Launched in mid-December, Friktion is Solana's largest structured product agreement with over $90 million in TVL. TVL started the year up nearly 50%, up from $66 million at the end of the year. This is roughly a growth profile of $30 million in new TVL every 15 days. It runs a traditional structured product architecture similar to Ribbon. Options are underwritten on various platforms and sold on a weekly or fortnightly basis.

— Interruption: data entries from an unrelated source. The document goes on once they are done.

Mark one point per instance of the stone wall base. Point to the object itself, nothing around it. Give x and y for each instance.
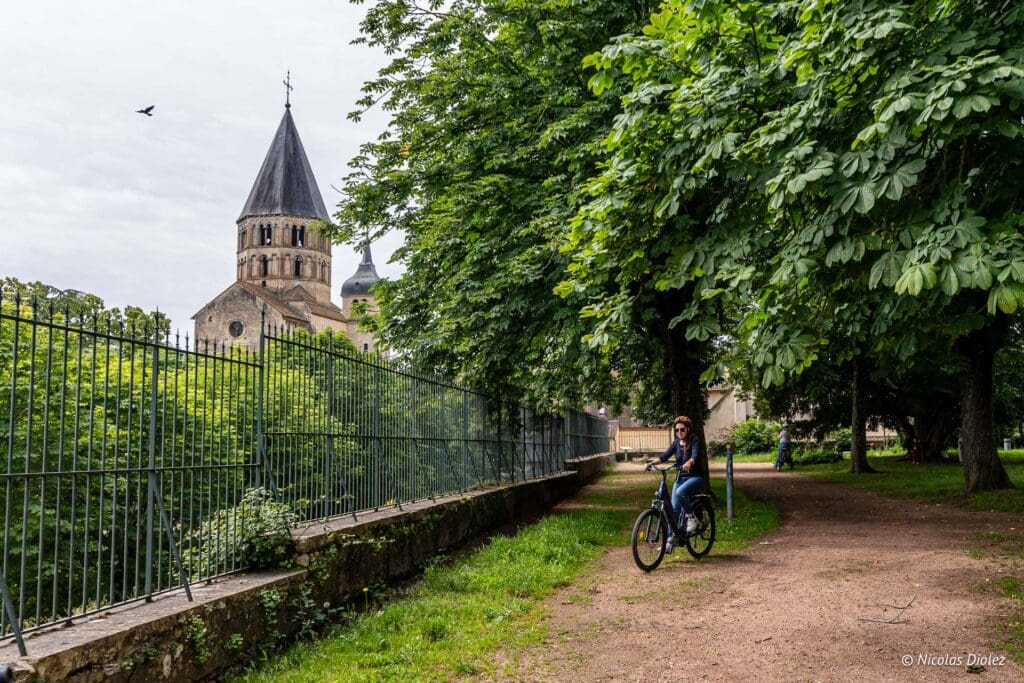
(233, 617)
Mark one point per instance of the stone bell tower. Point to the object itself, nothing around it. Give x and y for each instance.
(283, 264)
(276, 248)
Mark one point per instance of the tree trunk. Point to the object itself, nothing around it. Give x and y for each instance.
(858, 423)
(931, 434)
(684, 363)
(982, 468)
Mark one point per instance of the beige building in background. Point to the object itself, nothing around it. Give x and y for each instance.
(283, 265)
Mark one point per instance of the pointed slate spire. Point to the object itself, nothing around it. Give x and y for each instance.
(365, 278)
(286, 184)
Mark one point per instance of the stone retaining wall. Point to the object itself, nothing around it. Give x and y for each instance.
(232, 619)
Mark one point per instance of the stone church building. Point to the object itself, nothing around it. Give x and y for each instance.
(283, 269)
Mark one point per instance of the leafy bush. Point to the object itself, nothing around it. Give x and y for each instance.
(815, 457)
(754, 436)
(716, 449)
(258, 529)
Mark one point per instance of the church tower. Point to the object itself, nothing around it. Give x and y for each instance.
(283, 264)
(276, 248)
(357, 290)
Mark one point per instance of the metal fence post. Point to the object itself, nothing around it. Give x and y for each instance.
(728, 480)
(416, 434)
(261, 456)
(568, 437)
(330, 483)
(152, 473)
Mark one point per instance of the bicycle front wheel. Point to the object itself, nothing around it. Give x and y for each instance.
(699, 543)
(649, 535)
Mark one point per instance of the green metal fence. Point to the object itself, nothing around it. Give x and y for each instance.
(128, 458)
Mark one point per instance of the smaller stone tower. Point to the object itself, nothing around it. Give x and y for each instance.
(357, 289)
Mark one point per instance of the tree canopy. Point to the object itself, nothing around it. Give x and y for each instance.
(810, 186)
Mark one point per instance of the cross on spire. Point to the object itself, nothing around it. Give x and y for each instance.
(288, 89)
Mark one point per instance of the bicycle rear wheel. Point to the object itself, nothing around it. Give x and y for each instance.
(649, 535)
(699, 543)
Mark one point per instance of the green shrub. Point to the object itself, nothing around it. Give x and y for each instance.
(257, 529)
(815, 457)
(754, 436)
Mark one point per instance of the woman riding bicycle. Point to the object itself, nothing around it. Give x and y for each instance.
(686, 447)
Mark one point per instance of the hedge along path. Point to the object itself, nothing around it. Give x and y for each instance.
(824, 598)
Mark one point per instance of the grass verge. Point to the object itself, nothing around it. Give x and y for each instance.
(451, 623)
(932, 482)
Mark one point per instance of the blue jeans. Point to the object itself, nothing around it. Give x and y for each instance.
(783, 456)
(681, 493)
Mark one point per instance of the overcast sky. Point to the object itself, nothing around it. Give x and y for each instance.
(141, 210)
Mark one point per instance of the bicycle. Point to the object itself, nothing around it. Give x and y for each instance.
(784, 457)
(649, 532)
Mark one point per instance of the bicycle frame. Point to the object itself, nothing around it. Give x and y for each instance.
(663, 500)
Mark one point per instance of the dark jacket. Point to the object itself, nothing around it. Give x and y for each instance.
(682, 455)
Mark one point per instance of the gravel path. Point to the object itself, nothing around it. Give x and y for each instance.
(808, 603)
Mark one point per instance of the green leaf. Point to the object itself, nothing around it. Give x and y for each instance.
(916, 279)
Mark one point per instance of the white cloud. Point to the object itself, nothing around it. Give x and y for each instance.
(140, 211)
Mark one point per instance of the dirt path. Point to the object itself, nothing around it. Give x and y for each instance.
(793, 608)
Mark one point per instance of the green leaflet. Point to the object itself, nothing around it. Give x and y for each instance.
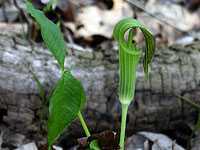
(50, 33)
(64, 106)
(119, 31)
(39, 84)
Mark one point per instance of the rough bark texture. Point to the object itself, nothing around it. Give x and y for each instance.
(174, 70)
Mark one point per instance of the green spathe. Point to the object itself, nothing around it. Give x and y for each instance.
(119, 31)
(129, 58)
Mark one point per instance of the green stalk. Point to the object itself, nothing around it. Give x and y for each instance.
(84, 124)
(123, 125)
(129, 58)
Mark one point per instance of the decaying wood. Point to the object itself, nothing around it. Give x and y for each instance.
(174, 70)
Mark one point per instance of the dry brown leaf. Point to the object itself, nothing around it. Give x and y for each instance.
(95, 21)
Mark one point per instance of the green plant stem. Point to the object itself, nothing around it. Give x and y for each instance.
(84, 124)
(123, 125)
(39, 125)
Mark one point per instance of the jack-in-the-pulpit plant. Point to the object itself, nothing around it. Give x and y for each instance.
(68, 96)
(129, 58)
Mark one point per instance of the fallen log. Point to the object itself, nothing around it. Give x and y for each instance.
(174, 70)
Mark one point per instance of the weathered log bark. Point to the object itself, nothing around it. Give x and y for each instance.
(174, 70)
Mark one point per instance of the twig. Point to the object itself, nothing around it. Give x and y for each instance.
(162, 18)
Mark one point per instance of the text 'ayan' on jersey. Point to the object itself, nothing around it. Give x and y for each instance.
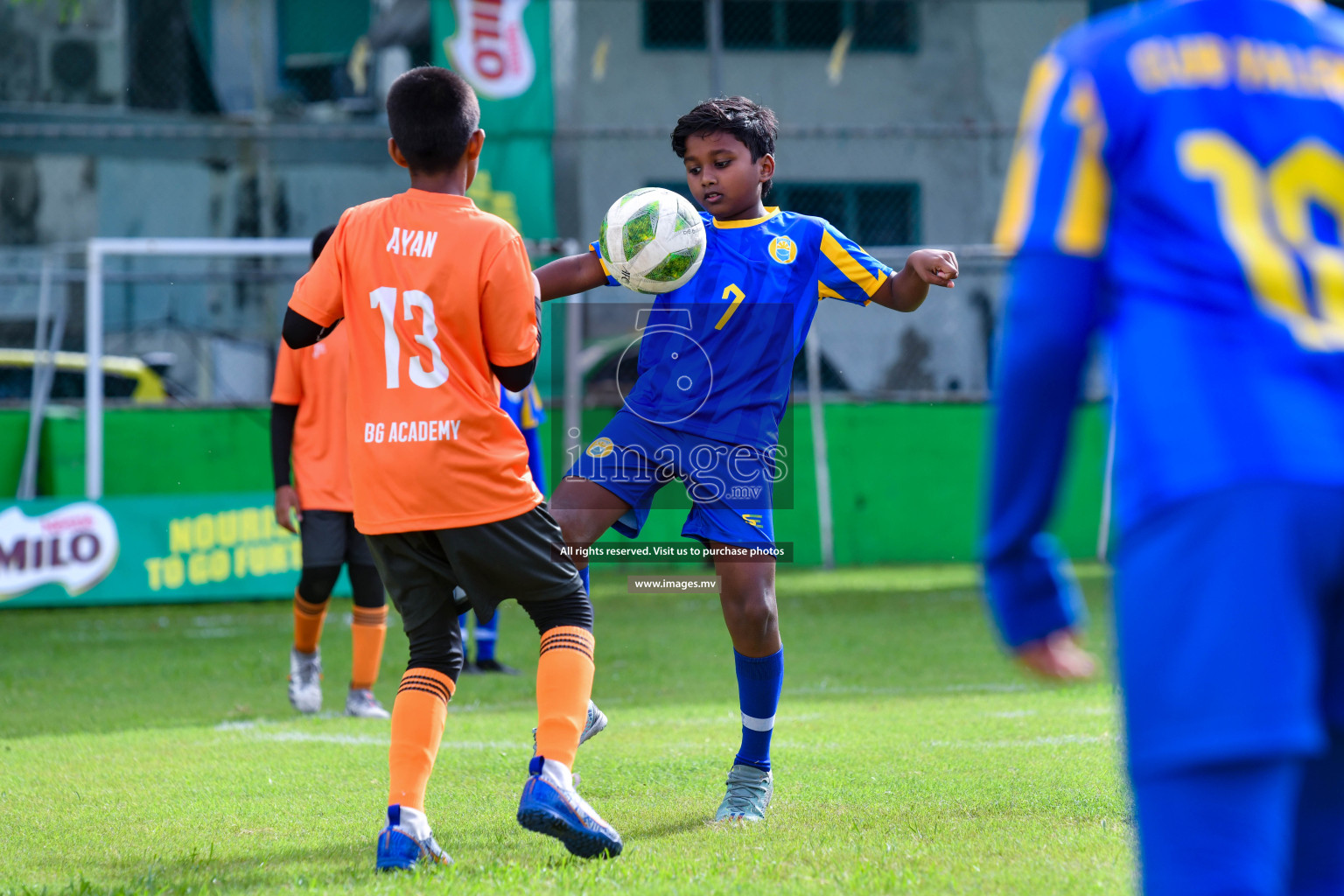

Driving its growth rate is its impressive ability to add new markets. Friktion has 14 real-time options vaults and supports a wider variety of assets than EVM-based protocols that typically focus on ETH and BTC products. Friktion has vaults of assets such as Luna, FTT, SOL derivatives, and various Solana DeFi ecosystem tokens. Its ability to expand available options is driven by its ability to sell options to off-chain market makers via channel RFQ (it is not limited to the collateral types of supported on-chain options markets like psyOptions).

ThetaNuts

ThetaNuts may be the most aggressive cross-chain strategy of all structured options protocols. ThetaNuts has been deployed on Ethereum, BSC, Avalanche, Polygon, Fantom, Boba, Aurora, etc. While it does not have a dominant position in any market, it has the benefit of launching first to chains that no other options protocol is currently launching on. Its cross-chain strategy has helped it achieve a year-end TVL of over $44 million, most of it from its Ethereum deployment.

ThetaNuts also currently does not charge fees for its vaults. It appears to employ a similar off-chain options auction, enabling it to offer its options assets as it is not limited to on-chain backing collateral in options market protocols.

Katana

After winning the Solana Ignition Hackathon earlier in 2021, Katana launched in mid-December and has grown to become the second largest structured options protocol on Solana with year-end TVL of over $37 million. It offers a set of products very similar to Friktion, all supporting a total of 14 different vault strategies for similar assets such as Luna, FTT, Solana derivatives, and Solana DeFi tokens.

Katana is also actively pursuing treasury management partnerships with various DAOs. Injective and Katana recently announced a fund management partnership whereby Katana will provide INJ with an option vault and back funds through option premiums to generate income. In addition to Injective, Katana has announced various other partnerships with Solana-based protocols to improve its ability to deploy capital.

Premia

Premia is fairly small in terms of TVL, but has implemented an interesting approach to DeFi-native options. Similar to Dopex, liquidity underwriting options come from liquidity pools on the protocol. Users can deposit funds into liquidity pools and earn yield as the funds are purchased against. Therefore, the premium does not rely on the on-chain options market, nor on off-chain buyers, but on the options demand on its protocol.

Summarize

Summarize

As DeFi matures and the high yields generated by leveraged lending demand decline, options protocols have good reason to step up to offer outsized premiums with minimal risk.Especially when the protocol starts to find revenue streams for token holders outside of token offerings, this can dilute and drive continued sell pressure on project tokens.

Options protocols have fairly modest valuations compared to DeFi more broadly, with many of the top options protocols under $100 million in market cap. Adoption of options-based protocols is starting to shift rapidly as options protocols attract higher TVL growth rates in Q4 compared to the broader DeFi ecosystem.

What needs to be watched closely is the level of on-chain options buying. Robinhood’s success with stock options has been driven by retail traders buying and selling options on its platform, while much of DeFi’s adoption has been simply depositing into option strategy pools. This means that DeFi protocols are forced to find buyers (usually market makers) off-chain to obtain premium returns. Protocols like Dopex, Lyra, Premia, etc. are all built on users buying and selling options directly on the protocol, so a shift in user behavior is critical if these platforms are to scale to significant valuations.